Nicky Morgan is Chair of the Treasury Select Committee, a former Education Secretary, and MP for Loughborough.

In politics, timing is everything: being in the right place at the right time to be selected to fight a seat, responding to a crisis at the right time, or biding your time to stand for a key position. Sometimes getting the timing right is obvious whilst, on other occasions, it works out more through luck than judgment.

The speech that the Prime Minister gave in Florence last Friday was both overdue and well-timed.

It was overdue because, from the summer of 2016 onwards, it has been obvious to anyone with any experience of commercial negotiations that compromises would be necessary if we are to leave the EU without inflicting long-lasting damage to both the UK economy and our national well-being.

And it was well-timed because it came on the heels of the Foreign Secretary’s recent and exceptionally poorly-timed Daily Telegraph article, and it also took place before the Conservative Party Conference. I understand that the Theresa May’s advisers hope that by talking now about our EU negotiations, attention will turn to the Government’s domestic policy agenda at our Manchester conference.

For the sake of the Conservative Party’s future, it is vital that this does happen. Most people in the non-Westminster bubble are heartily sick of Brexit. Having heard the key points from the Prime Minister’s speech they will now be wanting to hear from Ministers about the issues they care most about: schools, health, social care, crime and anti-social behaviour, transport – and the list goes on.

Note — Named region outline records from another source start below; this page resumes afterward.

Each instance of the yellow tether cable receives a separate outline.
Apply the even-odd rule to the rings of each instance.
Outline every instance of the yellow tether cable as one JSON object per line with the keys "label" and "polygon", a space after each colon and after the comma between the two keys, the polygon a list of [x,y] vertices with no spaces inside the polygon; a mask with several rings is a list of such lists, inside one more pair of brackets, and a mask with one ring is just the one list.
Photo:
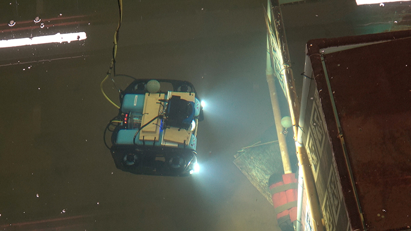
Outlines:
{"label": "yellow tether cable", "polygon": [[117,40],[118,38],[118,32],[119,30],[120,29],[120,27],[121,26],[121,21],[123,20],[123,0],[118,0],[118,4],[119,4],[119,10],[120,11],[120,18],[119,20],[119,25],[117,26],[117,29],[116,30],[116,32],[114,33],[114,40],[113,43],[114,43],[114,46],[113,47],[113,59],[111,59],[111,63],[110,64],[110,68],[108,69],[108,71],[107,72],[107,75],[106,77],[101,81],[101,83],[100,85],[100,88],[101,90],[101,92],[103,93],[103,95],[104,97],[110,103],[111,103],[115,107],[117,108],[118,109],[120,108],[116,103],[113,102],[106,95],[105,93],[104,93],[104,90],[103,90],[103,84],[108,79],[108,77],[111,74],[111,70],[113,69],[113,67],[114,67],[115,62],[116,62],[116,55],[117,53]]}

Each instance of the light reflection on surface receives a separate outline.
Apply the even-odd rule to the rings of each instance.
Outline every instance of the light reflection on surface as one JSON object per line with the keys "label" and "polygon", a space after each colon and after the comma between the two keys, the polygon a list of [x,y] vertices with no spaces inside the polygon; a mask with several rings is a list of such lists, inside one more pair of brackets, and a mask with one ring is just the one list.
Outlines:
{"label": "light reflection on surface", "polygon": [[[395,2],[405,2],[409,1],[409,0],[356,0],[356,2],[357,2],[357,5],[365,5],[377,4],[382,3],[394,3]],[[384,6],[384,4],[380,5],[380,6]]]}
{"label": "light reflection on surface", "polygon": [[19,47],[22,46],[45,44],[66,42],[70,43],[77,40],[84,40],[87,38],[86,32],[69,33],[61,34],[57,33],[50,35],[39,36],[32,38],[25,37],[8,40],[0,41],[0,48],[6,47]]}

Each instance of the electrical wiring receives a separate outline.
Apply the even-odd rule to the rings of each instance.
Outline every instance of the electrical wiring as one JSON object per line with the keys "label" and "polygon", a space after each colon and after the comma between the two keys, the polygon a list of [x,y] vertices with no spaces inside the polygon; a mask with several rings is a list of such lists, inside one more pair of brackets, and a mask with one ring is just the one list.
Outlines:
{"label": "electrical wiring", "polygon": [[[103,93],[103,95],[104,96],[104,98],[107,99],[111,104],[113,104],[115,107],[117,108],[118,109],[120,108],[120,107],[116,104],[115,103],[113,102],[107,96],[106,93],[104,92],[104,90],[103,89],[103,84],[104,82],[108,79],[111,74],[111,70],[113,70],[114,71],[114,76],[116,76],[116,55],[117,53],[117,42],[119,40],[119,31],[120,30],[120,28],[121,26],[121,22],[123,20],[123,1],[122,0],[117,0],[117,2],[119,5],[119,13],[120,14],[120,18],[119,19],[119,24],[118,26],[117,26],[117,29],[116,29],[116,32],[114,33],[114,38],[113,40],[113,43],[114,45],[113,45],[113,58],[111,59],[111,62],[110,64],[110,67],[108,69],[108,71],[107,72],[107,75],[106,75],[105,78],[101,81],[101,83],[100,85],[100,90],[101,90],[101,92]],[[111,80],[114,81],[113,78],[111,78]]]}

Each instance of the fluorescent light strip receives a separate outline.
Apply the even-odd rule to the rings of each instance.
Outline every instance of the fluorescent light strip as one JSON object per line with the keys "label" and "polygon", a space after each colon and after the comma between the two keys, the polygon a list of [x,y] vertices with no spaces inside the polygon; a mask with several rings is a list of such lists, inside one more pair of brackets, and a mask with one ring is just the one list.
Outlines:
{"label": "fluorescent light strip", "polygon": [[0,48],[6,47],[20,47],[21,46],[32,45],[36,44],[44,44],[46,43],[60,43],[64,42],[70,43],[77,40],[84,40],[87,38],[86,32],[70,33],[60,34],[58,33],[51,35],[39,36],[22,38],[15,38],[8,40],[0,41]]}
{"label": "fluorescent light strip", "polygon": [[410,0],[356,0],[357,5],[378,4],[383,3],[393,3],[394,2],[406,2]]}

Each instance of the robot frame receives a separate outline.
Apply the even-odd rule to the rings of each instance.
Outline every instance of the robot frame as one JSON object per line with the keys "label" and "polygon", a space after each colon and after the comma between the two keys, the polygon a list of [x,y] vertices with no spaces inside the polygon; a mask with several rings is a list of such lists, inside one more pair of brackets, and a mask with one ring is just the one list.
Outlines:
{"label": "robot frame", "polygon": [[[118,114],[104,133],[116,166],[138,175],[186,176],[198,171],[201,101],[188,81],[135,79],[120,91]],[[111,146],[107,142],[111,132]]]}

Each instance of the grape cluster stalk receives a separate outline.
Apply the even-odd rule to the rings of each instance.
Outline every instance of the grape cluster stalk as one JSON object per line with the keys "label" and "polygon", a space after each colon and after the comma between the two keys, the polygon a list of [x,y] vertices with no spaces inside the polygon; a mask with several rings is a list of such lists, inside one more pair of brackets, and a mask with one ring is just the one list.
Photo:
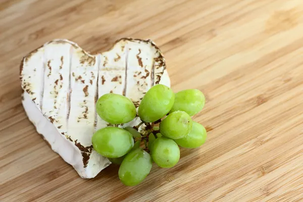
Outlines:
{"label": "grape cluster stalk", "polygon": [[[174,93],[165,85],[156,85],[139,106],[141,122],[132,127],[97,130],[92,137],[93,148],[120,165],[118,175],[123,184],[136,185],[148,175],[153,162],[161,168],[171,168],[180,159],[179,146],[195,148],[205,143],[205,128],[191,117],[202,110],[205,103],[205,97],[199,90]],[[126,123],[137,115],[132,101],[121,95],[105,94],[96,105],[98,115],[111,124]]]}

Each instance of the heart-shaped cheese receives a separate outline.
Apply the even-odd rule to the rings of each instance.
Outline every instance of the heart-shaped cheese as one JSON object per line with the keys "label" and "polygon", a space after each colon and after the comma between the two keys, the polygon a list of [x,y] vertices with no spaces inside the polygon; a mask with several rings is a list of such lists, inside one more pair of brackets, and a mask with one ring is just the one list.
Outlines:
{"label": "heart-shaped cheese", "polygon": [[[150,40],[123,38],[91,55],[76,43],[56,39],[22,61],[22,104],[37,131],[83,178],[95,177],[109,160],[92,148],[91,136],[110,125],[97,116],[95,103],[110,92],[125,95],[137,107],[154,85],[170,86],[165,61]],[[133,126],[138,117],[119,127]]]}

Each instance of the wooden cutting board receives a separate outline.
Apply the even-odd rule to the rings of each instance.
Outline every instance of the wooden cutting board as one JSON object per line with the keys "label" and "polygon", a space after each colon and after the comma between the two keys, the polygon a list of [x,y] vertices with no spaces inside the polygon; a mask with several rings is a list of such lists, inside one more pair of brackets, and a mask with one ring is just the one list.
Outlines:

May’s speech was an example of a Conservative leader exemplifying the Party at its pragmatic best. The difference between the Conservative Party and the Labour Party is that we deal with the world and reality as it is – not as some utopia we would like it to be.
And the reality is that the British people did, by a small majority of those who voted on 23 June 2016, vote to leave the EU. They do want greater immigration control, for our Parliament to make our laws, and for us to have relationships with the whole world and not just continental Europe.

But they also want us to continue to co-operate on security and defence matters with our European neighbours, to recognise our geographical proximity to and shared history and values with continental Europe, and to accept that immigration brings many benefits to Britain.

So the Prime Minister’s speech had to balance fulfilling the Leave vote whilst also respecting those who didn’t vote to Leave; those EU citizens living here who are desperately worried about their future status; those employers who want and need to continue to recruit from abroad, and those businesses crying out for a transition period so they only have to make one set of changes to the way they work.

I think that May achieved that balance admirably. Going back to my timing theme, she knows that there has to be time to allow the EU negotiations to succeed, that there must be time for everyone to adjust – but that the transition must also  be time-limited so that eventually everyone can move on.

But there was another inevitability about this speech.

There was always going to be a time when the most-pro Brexit voices would be ready to shout ‘betrayal’. They’ve been waiting for the time to accuse those leading the UK’s negotiations of not fulfilling the referendum vote. Some have even tried to say that the reason a transition period is necessary is because customs and border computers – i.e: systems controlled by the Treasury/HMRC and Home Office where leading Brexit pragmatists are in charge – won’t be ready in March 2019.

So it’s also time to push back against these fallacies. It is undoubtedly tough for new systems to be ready to implement complex changes which probably won’t be fully agreed for months to come. It would be easy to say “well let’s leave anyway, and all will be well”, but it would be much harder to sell the inevitable chaos of empty shelves, slow passport approvals and visas refusals to the British public.

Rather than shout betrayal, or look around for people and systems to blame, those who see an establishment plot to thwart Brexit in every dark shadow should ask themselves what practical things they’ve been doing in the past 15 months to prepare for Brexit. Where were their position papers?

Unsurprisingly I, and many others in the Conservative Party who share my views on Brexit, were inundated in the days before the speech by media requests to appear in front of the cameras and speculate about what the Prime Minister might or might not say. We resisted, on the grounds that the Prime Minister deserved time and space to say what needed to be said.

Now she and other Ministers deserve time and space to get stuck into the negotiations and nail down the specifics of a future deal. And, finally, Parliament will need the time and space to debate and fine-tune all the Brexit Bills heading our way.